Shonda Rhimes's The Warmth of Other Suns: could it land her an Emmy?

Shonda Rhimes: smartly expanding her brand.
Shonda Rhimes: smartly expanding her brand. Photograph: Frederick M Brown/Getty Images

Shonda Rhimes is one of the biggest names in TV right now, with a whole night of hit programming on ABC. The network depends on her old faithfuls like Grey’s Anatomy, Scandal and How to Get Away with Murder, which would have been the biggest new hit of the year if Empire hadn’t come along. But none of these shows are winning her any Emmys. Today’s announcement about her latest project, producing an adaptation of the National Book Award non-fiction winner The Warmth of Other Suns, might be Rhimes’s play for legitimacy in the prestige television world.

The Warmth of Other Suns, which follows the stories of three African Americans as they left the rural south and headed for northern and western cities in the early 20th century, is a perfect fit for Rhimes. Not only does it have the feel of a classic miniseries, telling three very personal but interrelated stories, but it has a cultural gravitas that her soapier dramas have never really cultivated. This is like Rhimes’s version of Roots, the famous 70s miniseries (that is currently being remade by Lifetime).

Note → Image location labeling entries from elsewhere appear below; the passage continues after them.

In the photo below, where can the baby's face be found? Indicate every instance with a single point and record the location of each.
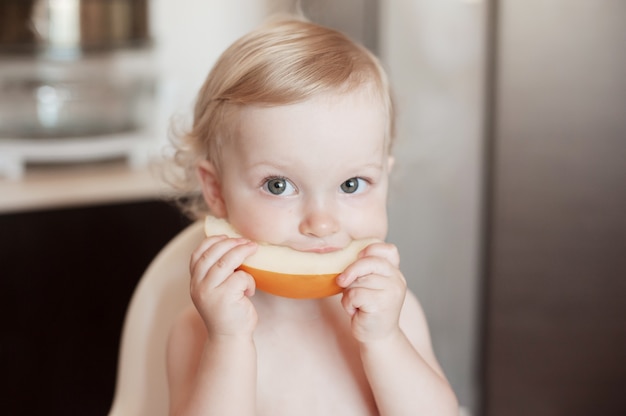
(312, 176)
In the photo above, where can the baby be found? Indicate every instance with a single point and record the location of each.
(291, 145)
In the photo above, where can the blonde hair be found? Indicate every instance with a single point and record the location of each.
(283, 62)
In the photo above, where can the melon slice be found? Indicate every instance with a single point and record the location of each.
(283, 271)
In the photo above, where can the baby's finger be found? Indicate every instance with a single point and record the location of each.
(228, 263)
(366, 266)
(240, 282)
(202, 248)
(216, 257)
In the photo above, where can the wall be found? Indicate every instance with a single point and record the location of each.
(434, 51)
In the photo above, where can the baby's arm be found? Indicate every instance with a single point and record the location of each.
(392, 332)
(405, 377)
(211, 354)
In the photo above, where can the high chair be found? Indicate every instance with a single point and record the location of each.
(162, 292)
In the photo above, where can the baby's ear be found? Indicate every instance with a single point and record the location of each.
(211, 188)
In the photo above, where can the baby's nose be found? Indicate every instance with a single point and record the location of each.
(319, 223)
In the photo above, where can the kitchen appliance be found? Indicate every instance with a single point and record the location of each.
(76, 81)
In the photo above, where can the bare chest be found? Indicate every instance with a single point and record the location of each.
(311, 370)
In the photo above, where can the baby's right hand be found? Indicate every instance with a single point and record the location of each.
(220, 293)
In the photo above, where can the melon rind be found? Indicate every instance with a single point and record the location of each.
(298, 274)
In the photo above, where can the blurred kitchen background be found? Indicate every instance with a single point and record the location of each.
(508, 200)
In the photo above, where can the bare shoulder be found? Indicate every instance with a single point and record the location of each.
(184, 349)
(415, 326)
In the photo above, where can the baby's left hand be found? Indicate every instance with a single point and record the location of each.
(374, 292)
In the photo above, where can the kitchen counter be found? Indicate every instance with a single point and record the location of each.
(67, 185)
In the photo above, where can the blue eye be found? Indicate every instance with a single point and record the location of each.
(353, 185)
(279, 186)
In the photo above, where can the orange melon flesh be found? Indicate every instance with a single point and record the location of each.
(285, 272)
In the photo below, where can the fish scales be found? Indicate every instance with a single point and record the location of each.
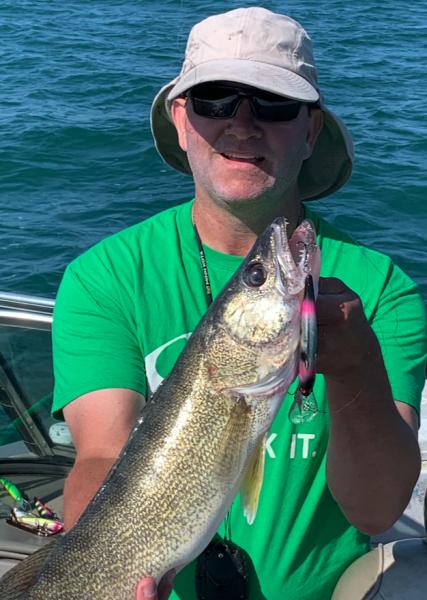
(185, 460)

The project’s home also carries a bit more prestige. It is being developed for FX, a channel much better known for its boundary-pushing dramas than Rhimes’s usual home, ABC. (Though she’s not going too far out of the family: the show is being produced by ABC Signature, an arm of ABC Studios tasked with creating programming for cable networks.) The Warmth of Other Suns is going to be written and directed by Dee Rees, who is still capitalising on the wealth of festival attention her 2011 drama Pariah about a black lesbian coming of age. Rees’s most recent project Bessie, a biopic about the jazz singer Bessie Smith starring Queen Latifah, is set to debut in two weeks on HBO.

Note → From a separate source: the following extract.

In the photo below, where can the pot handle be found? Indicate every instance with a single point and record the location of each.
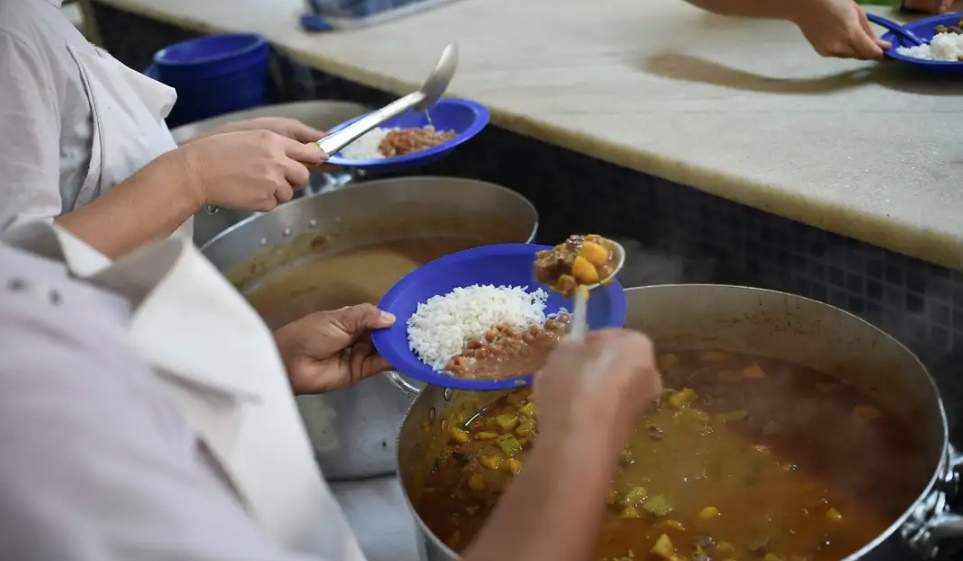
(399, 381)
(936, 521)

This is a perfect storm for Rhimes. The show is decidedly on-brand for her but allows her to try something a little bit more highbrow without getting too far out of her comfort zone. If The Warmth of Other Suns is successful, it will prove to the world she can do something more than over-the-top melodramas. Smartly, Rhimes is trying to expand her scope (and her base of power) beyond the usual formula, and doing it with a miniseries – which means she’ll be in a much less competitive category come Emmy time.

The Warmth of Other Suns also capitalises on another promising trend, the cultivation of stories about people of colour on television. Thanks partially to Rhimes’s work on Scandal and How to Get Away with Murder and the overwhelming success of Empire, finally it seems as though networks can’t get enough stories about people of colour on the air for the upcoming seasons. ABC, especially, has dedicated itself to diversity with Rhimes’s shows and sitcoms Blackish and Fresh off the Boat. The network has been reaping the rewards, not only with great ratings and critical acclaim, but with in positioning itself as a modern network dedicated to telling the stories of all Americans. The Warmth of Other Suns seems like it’s the perfect project to show everyone in a very good light.